Thursday, August 10, 2006
Confessions of a Church Addict
In some ways I feel like an addict. I like to define addiction as this: Exchanging control for the promise of reward. I feel like I did that with a situation called church. I think I gave it control over me in exchange for a reward, which came in the form of place, recognition, and a sense of power. I think this is why I like reading about gambling. [see luckiestone] Gambling is not my addiction, but because I know myself well enough, I know that it could be.
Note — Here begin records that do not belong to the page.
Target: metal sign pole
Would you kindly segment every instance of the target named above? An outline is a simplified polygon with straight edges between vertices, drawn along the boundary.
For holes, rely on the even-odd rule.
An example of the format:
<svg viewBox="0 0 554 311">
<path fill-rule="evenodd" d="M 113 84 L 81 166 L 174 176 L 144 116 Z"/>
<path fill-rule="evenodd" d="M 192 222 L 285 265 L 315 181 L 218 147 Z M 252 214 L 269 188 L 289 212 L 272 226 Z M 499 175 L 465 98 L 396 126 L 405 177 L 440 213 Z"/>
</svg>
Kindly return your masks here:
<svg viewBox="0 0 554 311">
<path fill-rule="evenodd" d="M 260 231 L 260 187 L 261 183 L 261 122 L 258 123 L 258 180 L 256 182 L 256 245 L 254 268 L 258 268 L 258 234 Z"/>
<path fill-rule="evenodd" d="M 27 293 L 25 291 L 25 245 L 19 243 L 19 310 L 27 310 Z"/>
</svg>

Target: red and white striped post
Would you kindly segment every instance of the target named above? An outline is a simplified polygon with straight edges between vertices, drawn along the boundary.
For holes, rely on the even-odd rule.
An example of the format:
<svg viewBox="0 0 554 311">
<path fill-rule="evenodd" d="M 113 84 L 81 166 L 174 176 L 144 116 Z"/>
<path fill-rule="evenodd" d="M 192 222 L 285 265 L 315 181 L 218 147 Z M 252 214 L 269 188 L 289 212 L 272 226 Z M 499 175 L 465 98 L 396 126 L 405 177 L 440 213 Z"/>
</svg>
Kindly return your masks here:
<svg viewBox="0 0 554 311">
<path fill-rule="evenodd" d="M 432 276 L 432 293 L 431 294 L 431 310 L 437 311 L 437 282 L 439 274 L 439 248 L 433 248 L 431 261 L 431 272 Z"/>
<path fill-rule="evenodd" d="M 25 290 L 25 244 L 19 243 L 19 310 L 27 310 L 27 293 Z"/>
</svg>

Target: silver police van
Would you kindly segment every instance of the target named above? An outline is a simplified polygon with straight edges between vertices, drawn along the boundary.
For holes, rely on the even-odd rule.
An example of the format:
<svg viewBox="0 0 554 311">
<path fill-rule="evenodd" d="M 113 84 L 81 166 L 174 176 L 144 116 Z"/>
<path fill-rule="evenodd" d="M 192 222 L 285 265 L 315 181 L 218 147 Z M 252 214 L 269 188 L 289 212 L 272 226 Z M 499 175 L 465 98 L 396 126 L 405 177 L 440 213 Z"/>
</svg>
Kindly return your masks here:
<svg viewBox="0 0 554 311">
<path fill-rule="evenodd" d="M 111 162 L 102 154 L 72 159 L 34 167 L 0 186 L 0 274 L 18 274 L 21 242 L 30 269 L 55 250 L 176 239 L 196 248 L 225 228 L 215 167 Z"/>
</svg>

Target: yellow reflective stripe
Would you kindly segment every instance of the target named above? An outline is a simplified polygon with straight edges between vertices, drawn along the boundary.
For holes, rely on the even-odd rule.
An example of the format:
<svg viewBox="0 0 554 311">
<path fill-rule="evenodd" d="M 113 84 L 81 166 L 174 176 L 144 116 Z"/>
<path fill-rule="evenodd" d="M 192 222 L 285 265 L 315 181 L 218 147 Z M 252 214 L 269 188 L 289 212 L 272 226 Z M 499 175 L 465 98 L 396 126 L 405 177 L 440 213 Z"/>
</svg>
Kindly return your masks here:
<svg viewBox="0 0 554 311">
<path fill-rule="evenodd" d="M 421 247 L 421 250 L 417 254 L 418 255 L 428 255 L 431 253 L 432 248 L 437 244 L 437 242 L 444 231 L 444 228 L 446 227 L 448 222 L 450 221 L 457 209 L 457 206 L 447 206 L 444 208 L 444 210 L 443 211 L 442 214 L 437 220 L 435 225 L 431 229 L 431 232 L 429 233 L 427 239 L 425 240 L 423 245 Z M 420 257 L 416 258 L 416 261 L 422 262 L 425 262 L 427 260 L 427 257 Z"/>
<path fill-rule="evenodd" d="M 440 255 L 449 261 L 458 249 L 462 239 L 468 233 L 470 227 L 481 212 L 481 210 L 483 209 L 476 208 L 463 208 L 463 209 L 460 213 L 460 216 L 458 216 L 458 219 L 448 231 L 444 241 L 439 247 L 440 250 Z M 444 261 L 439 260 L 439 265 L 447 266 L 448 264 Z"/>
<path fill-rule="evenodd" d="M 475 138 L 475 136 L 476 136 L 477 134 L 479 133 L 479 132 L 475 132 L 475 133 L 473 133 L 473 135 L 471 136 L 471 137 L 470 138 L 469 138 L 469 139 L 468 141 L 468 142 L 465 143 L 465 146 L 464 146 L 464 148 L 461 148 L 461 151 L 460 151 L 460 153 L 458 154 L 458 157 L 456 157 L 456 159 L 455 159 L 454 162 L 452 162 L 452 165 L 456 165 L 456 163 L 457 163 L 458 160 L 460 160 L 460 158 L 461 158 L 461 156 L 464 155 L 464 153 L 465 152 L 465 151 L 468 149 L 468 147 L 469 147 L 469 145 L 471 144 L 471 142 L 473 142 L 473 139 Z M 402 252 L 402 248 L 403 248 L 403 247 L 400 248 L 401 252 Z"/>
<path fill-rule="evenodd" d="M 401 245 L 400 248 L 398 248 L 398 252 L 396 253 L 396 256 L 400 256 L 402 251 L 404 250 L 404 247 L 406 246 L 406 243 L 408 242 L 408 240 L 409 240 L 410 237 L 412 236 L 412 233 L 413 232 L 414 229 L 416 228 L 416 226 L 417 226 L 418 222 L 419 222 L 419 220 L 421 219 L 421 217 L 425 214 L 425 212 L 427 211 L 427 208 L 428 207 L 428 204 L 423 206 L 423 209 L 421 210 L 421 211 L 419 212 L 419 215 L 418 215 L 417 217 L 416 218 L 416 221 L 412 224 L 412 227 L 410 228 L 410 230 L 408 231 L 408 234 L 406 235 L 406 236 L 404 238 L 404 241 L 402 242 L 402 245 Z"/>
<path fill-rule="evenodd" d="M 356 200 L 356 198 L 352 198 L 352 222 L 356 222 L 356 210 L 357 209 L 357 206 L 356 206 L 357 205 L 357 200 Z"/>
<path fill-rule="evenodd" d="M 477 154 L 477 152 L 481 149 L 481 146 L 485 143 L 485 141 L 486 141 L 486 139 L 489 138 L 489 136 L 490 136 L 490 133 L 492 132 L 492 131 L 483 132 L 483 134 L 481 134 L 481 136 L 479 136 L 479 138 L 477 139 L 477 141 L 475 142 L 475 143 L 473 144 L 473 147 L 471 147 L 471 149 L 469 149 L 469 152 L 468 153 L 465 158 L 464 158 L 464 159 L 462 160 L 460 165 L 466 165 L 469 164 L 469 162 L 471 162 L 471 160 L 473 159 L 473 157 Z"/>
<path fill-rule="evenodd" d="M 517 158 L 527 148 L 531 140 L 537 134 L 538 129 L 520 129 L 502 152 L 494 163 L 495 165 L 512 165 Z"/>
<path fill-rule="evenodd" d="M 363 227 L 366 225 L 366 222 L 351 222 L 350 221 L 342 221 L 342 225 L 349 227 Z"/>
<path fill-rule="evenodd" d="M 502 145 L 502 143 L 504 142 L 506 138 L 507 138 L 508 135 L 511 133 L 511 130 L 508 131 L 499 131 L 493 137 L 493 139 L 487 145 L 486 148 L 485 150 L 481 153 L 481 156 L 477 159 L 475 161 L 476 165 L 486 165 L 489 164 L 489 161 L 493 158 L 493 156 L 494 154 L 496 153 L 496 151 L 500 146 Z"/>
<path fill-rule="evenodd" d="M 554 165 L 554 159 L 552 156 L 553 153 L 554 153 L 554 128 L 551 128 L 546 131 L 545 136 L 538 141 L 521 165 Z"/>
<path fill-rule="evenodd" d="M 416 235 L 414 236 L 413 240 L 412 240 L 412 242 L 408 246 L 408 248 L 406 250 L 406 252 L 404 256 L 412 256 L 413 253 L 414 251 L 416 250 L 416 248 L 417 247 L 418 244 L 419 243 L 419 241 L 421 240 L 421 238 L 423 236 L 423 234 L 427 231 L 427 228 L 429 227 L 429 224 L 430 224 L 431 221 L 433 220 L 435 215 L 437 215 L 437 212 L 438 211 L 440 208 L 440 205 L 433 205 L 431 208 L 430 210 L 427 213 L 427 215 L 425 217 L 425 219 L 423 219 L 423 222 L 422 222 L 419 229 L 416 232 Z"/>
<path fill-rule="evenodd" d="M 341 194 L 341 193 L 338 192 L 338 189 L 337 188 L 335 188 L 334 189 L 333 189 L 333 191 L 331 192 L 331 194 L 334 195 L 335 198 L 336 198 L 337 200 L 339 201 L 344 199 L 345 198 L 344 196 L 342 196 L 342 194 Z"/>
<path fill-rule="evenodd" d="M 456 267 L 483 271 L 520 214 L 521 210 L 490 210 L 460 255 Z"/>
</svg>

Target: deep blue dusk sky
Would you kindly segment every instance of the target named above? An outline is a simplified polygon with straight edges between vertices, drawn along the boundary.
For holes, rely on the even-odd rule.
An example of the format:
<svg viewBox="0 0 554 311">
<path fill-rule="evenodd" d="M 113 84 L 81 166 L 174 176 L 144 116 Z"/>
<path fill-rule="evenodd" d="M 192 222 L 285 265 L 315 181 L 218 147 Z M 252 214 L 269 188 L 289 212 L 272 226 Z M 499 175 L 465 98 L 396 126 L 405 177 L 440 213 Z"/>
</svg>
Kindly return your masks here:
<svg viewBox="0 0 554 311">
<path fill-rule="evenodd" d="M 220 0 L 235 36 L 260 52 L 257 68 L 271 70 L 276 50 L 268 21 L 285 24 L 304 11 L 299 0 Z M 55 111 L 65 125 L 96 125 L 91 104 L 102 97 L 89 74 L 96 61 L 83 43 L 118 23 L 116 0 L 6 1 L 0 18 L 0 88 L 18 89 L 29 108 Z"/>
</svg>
I'm in the process of detoxing from my addiction to church. [Please note: this is NOT an attack against what we call church] I looked to it to provide me something it was never capable of giving. Just like the gambler looking to the dice to deliver, I wanted something back, but came up seven-out. I loved being in front of people, playing music, hearing my songs sung, getting feedback from folks about my teaching or leadership, but it became my reward. I had no other place to stand. I became a nobody. This is a hard one for people to get. It took my wife a couple of years to figure out why attending church on Sunday mornings would send me into a tailspin for the rest of the day. The addict needed his fix, and it was nowhere to be found. Many of my friends are well-meaning, trying to encourage me by saying that it was not in vain, that the LORD uses us in spite our motives, but it still doesn't change the fact that I gave something away to get something illegitimate, that I feel like a poser, like an addict.